In any case the thought of entitled internet randos getting in touch to demand free support because I've written an OSS library, module, or tool that's accidentally become somewhat popular and is now included in other modules and is used by corporations around the world who make tons of money in some tiny part off the back of using it is deeply unappealing.

Not that if you want to spend your free time on OSS there's anything wrong with it - far from it. If you love doing it then have at it and more power to you. But we need to dispense with the idea that this is for everyone any more than photography or collecting vinyl is for everyone.

908B64B197|5 years ago

> I wouldn't think of myself as a passionate developer. I have a family, I value my free time. I spend work time growing my skill set as it's required, anything else I do is rarely related.

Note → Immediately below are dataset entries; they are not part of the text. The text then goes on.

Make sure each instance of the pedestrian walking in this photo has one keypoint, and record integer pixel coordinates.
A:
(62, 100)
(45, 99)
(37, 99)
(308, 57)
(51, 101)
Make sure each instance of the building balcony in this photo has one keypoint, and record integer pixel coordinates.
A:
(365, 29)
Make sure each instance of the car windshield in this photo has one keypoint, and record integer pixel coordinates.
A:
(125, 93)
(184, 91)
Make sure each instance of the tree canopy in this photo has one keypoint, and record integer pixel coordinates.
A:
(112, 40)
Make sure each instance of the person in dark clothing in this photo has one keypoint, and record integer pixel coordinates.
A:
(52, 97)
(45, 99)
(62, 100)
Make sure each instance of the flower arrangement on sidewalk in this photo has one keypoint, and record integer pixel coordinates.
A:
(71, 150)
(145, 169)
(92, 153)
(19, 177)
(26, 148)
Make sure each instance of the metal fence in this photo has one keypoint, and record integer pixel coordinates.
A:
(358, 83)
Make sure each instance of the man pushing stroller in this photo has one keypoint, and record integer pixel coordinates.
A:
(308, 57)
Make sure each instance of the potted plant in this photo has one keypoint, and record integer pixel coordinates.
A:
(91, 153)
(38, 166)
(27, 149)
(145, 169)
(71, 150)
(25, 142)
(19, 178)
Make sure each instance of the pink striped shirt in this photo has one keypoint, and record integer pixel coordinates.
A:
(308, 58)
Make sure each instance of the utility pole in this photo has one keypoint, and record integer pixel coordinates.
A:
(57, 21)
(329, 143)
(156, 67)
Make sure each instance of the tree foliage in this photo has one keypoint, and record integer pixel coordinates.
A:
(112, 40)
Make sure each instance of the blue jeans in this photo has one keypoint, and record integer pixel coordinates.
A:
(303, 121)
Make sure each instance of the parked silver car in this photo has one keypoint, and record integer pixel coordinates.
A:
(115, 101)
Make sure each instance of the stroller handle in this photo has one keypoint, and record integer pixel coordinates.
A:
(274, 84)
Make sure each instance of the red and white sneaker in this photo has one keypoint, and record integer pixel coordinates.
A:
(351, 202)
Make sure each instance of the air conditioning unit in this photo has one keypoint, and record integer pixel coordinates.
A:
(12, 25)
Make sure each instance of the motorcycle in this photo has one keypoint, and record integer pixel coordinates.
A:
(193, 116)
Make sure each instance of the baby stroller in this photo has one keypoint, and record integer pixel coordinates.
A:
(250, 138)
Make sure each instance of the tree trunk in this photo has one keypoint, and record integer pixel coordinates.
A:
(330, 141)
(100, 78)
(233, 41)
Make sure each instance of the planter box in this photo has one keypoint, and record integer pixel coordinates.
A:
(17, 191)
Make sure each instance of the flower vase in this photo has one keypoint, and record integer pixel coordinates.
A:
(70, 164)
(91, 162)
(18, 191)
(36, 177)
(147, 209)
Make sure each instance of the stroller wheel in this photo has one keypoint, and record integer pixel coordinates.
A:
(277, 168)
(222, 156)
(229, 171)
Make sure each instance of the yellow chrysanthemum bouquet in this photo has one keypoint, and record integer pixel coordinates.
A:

Clearly you've never met devs that have no passion. They will actively refuse to learn new things and have absolutely no interest in doing so.

If you look at other professions, growing skills and staying up do date is supposed to be done during working hours and is budgeted for. A lot of 10x I've met were parents and had a pretty strict schedule. Whatever time they had in the office was 100% dedicated to shipping results or growing and they had to be efficient at it because there was no way they would spend less time with their families.

jimbob45|5 years ago

I’ve applied to hundreds of jobs and I can count on one hand the number of times my GitHub was looked at.